How will this work? Starting in 2027 importers in energy-intensive industries, such as electricity, iron, and steel, will have to buy CBAM certificates to cover their embedded GHG emissions. This includes direct and indirect emissions that are embedded in electricity and heat, but does not include all scope 3 emissions. The price of the CBAM certificate is directly correlated to the EU ETS market. The fact that quantity is not capped is just a technical way to avoid speculation on the CBAM certificate and decorrelate the price from the EU ETS price
Electrifying processes, improving energy efficiency, and increasing renewables use reduces CBAM’s costly impact
Now industries – both EU and non-EU — will have to pay for direct and indirect GHG emissions. To avoid CBAM’s potential added costs, companies need to redouble their focus on reducing their carbon footprint.
These emission-reducing actions include:
· Electrifying processes: By electrifying processes and assets, such as industrial heat and motion processes, companies can take a big step toward lowering their carbon footprint without a negative effect on their companies’ operations or production.

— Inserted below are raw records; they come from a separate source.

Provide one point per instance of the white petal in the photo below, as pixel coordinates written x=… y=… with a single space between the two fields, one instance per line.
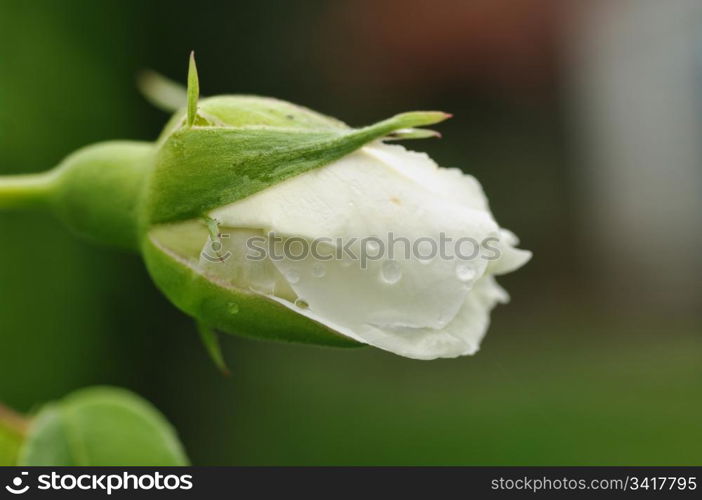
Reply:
x=419 y=309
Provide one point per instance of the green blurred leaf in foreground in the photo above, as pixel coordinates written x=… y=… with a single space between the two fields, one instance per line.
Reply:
x=101 y=426
x=11 y=436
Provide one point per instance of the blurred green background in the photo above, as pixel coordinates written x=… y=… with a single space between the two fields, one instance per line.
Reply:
x=583 y=367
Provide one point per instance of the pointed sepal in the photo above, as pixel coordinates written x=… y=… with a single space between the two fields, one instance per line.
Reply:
x=211 y=342
x=193 y=91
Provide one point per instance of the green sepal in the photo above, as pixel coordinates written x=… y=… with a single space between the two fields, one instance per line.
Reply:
x=214 y=349
x=230 y=309
x=199 y=169
x=101 y=426
x=193 y=90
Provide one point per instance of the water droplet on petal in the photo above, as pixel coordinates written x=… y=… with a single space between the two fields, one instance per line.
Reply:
x=465 y=272
x=391 y=272
x=318 y=270
x=372 y=246
x=292 y=276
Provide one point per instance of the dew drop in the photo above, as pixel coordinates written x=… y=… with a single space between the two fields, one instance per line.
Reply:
x=318 y=270
x=464 y=272
x=390 y=272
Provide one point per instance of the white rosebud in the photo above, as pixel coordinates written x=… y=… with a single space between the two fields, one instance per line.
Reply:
x=421 y=305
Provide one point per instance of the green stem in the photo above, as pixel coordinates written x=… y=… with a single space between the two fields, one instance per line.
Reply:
x=25 y=191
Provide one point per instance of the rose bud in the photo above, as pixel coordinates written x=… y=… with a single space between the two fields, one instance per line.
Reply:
x=261 y=218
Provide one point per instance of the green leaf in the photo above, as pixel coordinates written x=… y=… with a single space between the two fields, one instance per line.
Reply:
x=202 y=168
x=101 y=426
x=10 y=442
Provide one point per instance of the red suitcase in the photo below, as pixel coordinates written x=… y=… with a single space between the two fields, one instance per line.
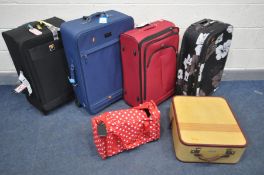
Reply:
x=121 y=130
x=149 y=62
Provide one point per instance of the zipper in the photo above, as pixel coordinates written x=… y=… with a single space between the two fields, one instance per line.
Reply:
x=145 y=54
x=164 y=47
x=139 y=53
x=202 y=55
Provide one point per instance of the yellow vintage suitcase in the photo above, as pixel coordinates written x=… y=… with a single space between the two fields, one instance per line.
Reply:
x=204 y=129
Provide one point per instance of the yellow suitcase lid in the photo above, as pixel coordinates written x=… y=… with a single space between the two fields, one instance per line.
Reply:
x=207 y=121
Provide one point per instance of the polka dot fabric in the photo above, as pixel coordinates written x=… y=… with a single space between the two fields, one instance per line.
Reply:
x=126 y=129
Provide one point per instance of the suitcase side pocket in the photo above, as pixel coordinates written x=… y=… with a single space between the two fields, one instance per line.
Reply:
x=161 y=70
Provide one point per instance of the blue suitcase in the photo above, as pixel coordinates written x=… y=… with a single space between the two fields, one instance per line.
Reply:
x=93 y=53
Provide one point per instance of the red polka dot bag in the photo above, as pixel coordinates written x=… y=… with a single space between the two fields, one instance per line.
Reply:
x=121 y=130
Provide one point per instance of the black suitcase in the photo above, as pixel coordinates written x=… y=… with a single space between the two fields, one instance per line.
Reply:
x=40 y=60
x=202 y=58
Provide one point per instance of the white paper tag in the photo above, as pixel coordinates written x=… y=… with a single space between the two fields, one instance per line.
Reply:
x=35 y=31
x=103 y=20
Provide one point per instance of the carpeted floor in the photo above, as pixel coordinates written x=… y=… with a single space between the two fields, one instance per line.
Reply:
x=62 y=142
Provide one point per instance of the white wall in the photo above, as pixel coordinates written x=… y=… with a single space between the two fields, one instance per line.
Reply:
x=247 y=16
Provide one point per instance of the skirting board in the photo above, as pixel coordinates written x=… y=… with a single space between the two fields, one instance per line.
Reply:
x=10 y=78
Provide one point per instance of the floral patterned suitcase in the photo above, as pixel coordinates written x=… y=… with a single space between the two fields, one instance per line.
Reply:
x=204 y=129
x=121 y=130
x=203 y=55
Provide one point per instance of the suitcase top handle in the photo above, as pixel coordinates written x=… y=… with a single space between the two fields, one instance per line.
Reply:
x=205 y=22
x=146 y=27
x=95 y=15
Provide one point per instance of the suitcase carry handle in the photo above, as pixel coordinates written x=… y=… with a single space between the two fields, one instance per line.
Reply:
x=95 y=15
x=210 y=159
x=72 y=79
x=204 y=22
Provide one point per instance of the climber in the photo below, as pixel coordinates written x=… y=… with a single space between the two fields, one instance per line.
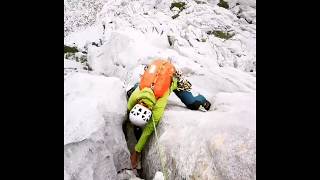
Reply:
x=148 y=99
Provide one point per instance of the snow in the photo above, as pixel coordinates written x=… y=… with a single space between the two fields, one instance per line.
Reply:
x=129 y=34
x=86 y=100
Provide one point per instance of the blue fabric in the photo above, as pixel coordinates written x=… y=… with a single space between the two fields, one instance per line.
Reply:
x=192 y=102
x=186 y=97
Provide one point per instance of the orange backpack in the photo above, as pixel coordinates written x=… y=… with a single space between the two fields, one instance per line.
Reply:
x=158 y=77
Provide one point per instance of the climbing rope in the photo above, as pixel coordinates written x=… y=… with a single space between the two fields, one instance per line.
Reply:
x=162 y=156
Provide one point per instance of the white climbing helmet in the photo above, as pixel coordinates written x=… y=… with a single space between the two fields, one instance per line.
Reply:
x=139 y=115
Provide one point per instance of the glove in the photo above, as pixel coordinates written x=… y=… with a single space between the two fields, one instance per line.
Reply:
x=207 y=105
x=183 y=84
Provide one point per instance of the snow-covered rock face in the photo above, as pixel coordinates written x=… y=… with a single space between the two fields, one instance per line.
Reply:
x=189 y=31
x=216 y=50
x=94 y=144
x=219 y=144
x=79 y=14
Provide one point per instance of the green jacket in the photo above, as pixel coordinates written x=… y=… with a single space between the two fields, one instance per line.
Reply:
x=157 y=106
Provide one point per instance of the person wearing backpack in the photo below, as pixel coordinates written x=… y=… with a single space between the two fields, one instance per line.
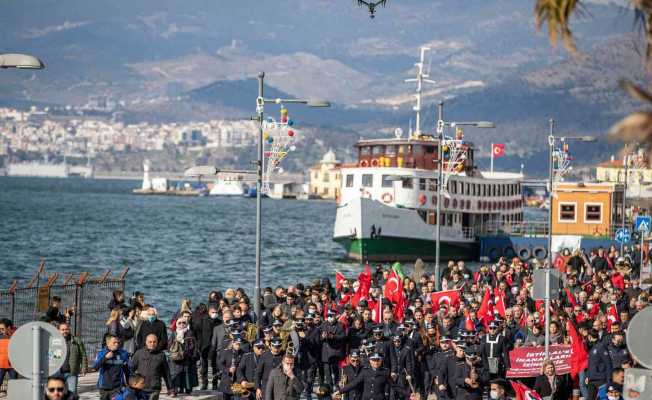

· Increasing renewables use: Increasing renewables is a key change that helps companies make a clean energy transition. Improving renewable use is important for reducing CBAM’s financial impact and is also required by EU regulations. One way that companies can decarbonize is by procuring renewable energy using power purchase agreements (PPA). They can also increase renewables use directly through on-site generation, such as solar panels.
· Improving energy efficiency: Improving energy efficiency avoids wasted resources, decreases fossil fuel use, and reduces energy use needs.
How can energy-intensive companies prepare for CBAM?
Energy-intensive companies need a customized decarbonization strategy to prepare their business for these changes. Decarbonization efforts will be supported by technology that drives energy and sustainability programs, increases process electrification, and drives renewable energy use.